COVID-19 is a respiratory illness that targets the lungs.
For many, the virus will present with mild to moderate symptoms and will not require hospitalization. But for others, the disease can be more serious and lead to hospitalization, critical care, and in some cases it can be fatal.
COVID-19 starts with droplets from an infected person’s cough, sneeze or breath. Those droplets can be in the air or on surfaces that you touch, which you can then transfer when you touch your eyes, nose or mouth.
Once the virus enters the body, it looks for a home in the mucous membranes in the nose or throat. It can be 14 days before someone realizes they have been infected and experiences early symptoms such as a fever, sore throat or dry cough.
The virus can continue to move down the respiratory tract eventually landing in the lungs, where it can cause inflammation and infection, making it more difficult to breathe.
The most serious cases of COVID-19 involve lung infections where the virus can cause acute respiratory distress syndrome, which can be potentially fatal as it closes off air sacs and causes inflammation of the lungs, making breathing difficult.
Although most COVID-19 cases resolve with mild to moderate symptoms, it is important to keep the lungs healthy during this time. For many patients, deep breathing exercises can be
Here’s how deep breathing works:
• Take a slow, deep breath in.
• Hold it for five seconds, then slowly exhale.

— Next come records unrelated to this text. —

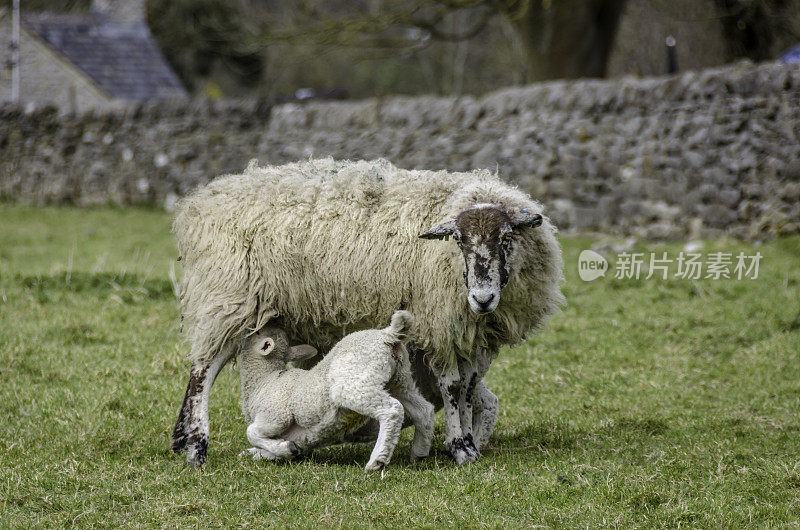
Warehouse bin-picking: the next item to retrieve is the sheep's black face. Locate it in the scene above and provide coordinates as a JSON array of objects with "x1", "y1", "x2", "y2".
[{"x1": 420, "y1": 204, "x2": 542, "y2": 314}]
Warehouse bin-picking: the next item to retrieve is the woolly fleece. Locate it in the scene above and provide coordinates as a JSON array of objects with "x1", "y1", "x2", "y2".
[{"x1": 173, "y1": 158, "x2": 564, "y2": 368}]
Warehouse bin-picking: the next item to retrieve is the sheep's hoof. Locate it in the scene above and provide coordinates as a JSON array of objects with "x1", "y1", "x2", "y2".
[
  {"x1": 464, "y1": 434, "x2": 481, "y2": 460},
  {"x1": 445, "y1": 438, "x2": 479, "y2": 465},
  {"x1": 364, "y1": 460, "x2": 386, "y2": 473},
  {"x1": 186, "y1": 440, "x2": 208, "y2": 469}
]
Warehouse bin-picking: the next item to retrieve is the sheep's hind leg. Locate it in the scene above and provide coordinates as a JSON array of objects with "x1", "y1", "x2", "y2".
[{"x1": 172, "y1": 344, "x2": 236, "y2": 467}]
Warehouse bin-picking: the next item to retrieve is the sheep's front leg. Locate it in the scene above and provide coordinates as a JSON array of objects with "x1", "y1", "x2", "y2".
[
  {"x1": 470, "y1": 348, "x2": 499, "y2": 450},
  {"x1": 437, "y1": 366, "x2": 478, "y2": 464},
  {"x1": 458, "y1": 359, "x2": 480, "y2": 459},
  {"x1": 472, "y1": 381, "x2": 500, "y2": 450},
  {"x1": 172, "y1": 344, "x2": 235, "y2": 467},
  {"x1": 395, "y1": 359, "x2": 436, "y2": 458}
]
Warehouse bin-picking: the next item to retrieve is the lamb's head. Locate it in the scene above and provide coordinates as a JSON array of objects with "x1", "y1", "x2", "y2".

• Repeat five times, ending the fifth repetition with a cough to expel any mucous.
Sick people can do this exercise every couple of hours.
Patients who have had surgery in the past are probably familiar with this exercise. Oftentimes, the exercise is done with a spirometer and patients breathe in through a tube and move a piston up the device to measure their breaths.

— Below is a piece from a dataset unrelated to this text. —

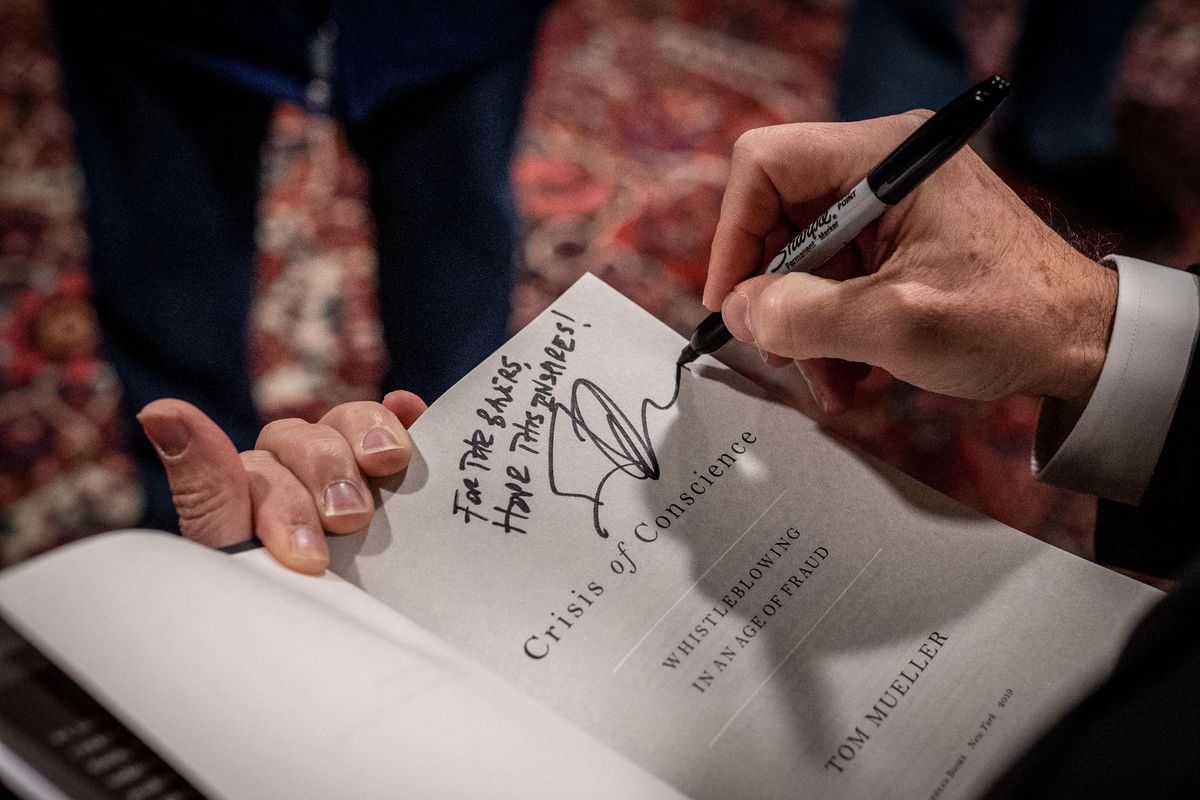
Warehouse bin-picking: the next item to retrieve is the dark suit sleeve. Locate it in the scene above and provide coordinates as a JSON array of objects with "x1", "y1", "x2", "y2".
[{"x1": 1096, "y1": 265, "x2": 1200, "y2": 577}]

Taking in a slow, deep breath and then coughing helps open the lower part of the lungs, where infection can set in, and dislodge any mucous that may have collected there.
In more serious COVID-19 cases, physicians also position patients in the hospital on their stomachs (called prone positioning). Lying on your back can put pressure on some sections of the lung, but proning opens the lungs, helping oxygen flow.

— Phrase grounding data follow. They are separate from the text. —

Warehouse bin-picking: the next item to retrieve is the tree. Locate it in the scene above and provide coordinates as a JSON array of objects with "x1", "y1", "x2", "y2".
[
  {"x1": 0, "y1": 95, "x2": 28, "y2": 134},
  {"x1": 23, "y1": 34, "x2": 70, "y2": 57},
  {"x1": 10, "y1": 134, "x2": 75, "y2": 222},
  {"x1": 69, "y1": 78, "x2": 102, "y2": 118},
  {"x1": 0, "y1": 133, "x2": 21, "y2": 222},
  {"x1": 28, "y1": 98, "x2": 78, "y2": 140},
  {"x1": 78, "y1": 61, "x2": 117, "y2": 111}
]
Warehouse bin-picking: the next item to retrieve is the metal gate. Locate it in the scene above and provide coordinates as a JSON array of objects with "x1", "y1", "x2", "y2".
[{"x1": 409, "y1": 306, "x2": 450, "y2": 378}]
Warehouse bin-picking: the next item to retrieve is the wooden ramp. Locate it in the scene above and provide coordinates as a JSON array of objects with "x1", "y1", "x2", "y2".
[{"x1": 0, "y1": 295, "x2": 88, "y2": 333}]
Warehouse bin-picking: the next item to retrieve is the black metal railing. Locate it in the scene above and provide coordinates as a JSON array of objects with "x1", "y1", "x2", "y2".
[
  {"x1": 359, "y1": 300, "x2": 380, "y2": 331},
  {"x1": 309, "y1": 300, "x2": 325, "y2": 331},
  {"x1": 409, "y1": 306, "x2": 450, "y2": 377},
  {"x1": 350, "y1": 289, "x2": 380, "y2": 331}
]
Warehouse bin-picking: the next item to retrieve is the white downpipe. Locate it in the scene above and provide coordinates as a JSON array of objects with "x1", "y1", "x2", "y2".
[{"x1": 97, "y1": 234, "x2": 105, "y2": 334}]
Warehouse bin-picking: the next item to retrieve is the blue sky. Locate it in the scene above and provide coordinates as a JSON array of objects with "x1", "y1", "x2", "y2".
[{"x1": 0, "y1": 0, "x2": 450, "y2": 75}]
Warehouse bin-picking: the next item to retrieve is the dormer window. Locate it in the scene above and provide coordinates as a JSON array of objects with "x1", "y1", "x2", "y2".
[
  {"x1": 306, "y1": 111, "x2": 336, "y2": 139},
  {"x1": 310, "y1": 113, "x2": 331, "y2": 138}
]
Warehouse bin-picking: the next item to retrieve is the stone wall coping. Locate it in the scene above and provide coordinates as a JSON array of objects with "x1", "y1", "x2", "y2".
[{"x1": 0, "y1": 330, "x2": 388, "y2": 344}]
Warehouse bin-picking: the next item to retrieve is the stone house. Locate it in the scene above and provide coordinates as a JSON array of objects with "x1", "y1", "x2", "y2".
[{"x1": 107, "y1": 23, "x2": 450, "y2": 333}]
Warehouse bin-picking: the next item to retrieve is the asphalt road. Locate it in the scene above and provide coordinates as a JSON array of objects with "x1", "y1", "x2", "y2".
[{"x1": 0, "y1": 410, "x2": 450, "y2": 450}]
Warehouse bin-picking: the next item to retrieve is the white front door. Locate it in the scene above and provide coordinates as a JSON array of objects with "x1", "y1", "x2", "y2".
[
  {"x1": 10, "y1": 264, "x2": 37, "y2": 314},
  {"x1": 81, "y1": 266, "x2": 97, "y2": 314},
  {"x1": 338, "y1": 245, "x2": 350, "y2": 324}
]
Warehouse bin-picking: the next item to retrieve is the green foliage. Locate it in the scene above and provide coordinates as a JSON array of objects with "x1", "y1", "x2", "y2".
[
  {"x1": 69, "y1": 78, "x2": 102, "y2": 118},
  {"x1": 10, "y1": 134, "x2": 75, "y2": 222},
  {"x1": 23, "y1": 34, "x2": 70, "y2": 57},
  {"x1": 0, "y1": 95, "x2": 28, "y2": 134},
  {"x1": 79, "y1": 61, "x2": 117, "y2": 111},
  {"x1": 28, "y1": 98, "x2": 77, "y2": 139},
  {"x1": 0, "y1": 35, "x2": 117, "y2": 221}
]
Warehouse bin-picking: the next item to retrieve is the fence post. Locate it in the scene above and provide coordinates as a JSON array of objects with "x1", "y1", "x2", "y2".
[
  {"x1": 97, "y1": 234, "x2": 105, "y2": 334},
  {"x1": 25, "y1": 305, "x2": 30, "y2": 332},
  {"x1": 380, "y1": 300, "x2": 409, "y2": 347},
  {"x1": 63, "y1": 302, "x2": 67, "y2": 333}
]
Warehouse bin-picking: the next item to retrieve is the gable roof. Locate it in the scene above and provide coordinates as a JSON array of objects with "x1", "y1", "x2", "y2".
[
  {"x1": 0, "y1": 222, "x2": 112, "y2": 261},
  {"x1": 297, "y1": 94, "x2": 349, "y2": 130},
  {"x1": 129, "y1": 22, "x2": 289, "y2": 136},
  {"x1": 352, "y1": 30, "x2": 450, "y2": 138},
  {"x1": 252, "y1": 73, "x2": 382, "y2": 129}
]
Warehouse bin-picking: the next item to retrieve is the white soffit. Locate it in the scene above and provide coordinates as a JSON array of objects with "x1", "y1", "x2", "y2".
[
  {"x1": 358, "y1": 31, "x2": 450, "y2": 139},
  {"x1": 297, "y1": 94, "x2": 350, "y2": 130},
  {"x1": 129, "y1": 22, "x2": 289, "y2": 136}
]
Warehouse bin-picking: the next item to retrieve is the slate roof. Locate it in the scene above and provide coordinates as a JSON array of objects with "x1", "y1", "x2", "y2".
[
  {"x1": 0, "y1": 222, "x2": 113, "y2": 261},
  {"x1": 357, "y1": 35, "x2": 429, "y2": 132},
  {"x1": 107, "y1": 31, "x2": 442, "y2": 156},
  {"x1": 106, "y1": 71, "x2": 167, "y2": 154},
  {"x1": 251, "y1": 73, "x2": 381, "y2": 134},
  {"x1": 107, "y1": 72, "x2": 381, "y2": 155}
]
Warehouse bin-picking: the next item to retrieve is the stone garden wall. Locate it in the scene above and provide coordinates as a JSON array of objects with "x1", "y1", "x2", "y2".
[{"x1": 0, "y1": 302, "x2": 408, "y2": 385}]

“You’re able to get more oxygen to where you need it,” said Joan Cecich, system director of respiratory care at Edward-Elmhurst Health.
Cecich said hospital staff are using these techniques with hospitalized patients as well as with those patients who have been discharged from the hospital and are recovering at home.
She noted that patients with COVID-19 who come to the Emergency Department but are discharged to recover at home, are sent home with a couple of tools to aid in their recovery from the virus.
Each patient receives a spirometer to use for deep breathing exercises at home and a pulse oximeter to monitor their blood oxygen levels, with instructions on what to do if those levels dip.
Patients who have been hospitalized for COVID-19 and are discharged to go home also are sent home with a spirometer to continue their breathing exercises.
Follow-up care also includes patients reporting their pulse oximeter readings through text to a case manager from the Emergency Department.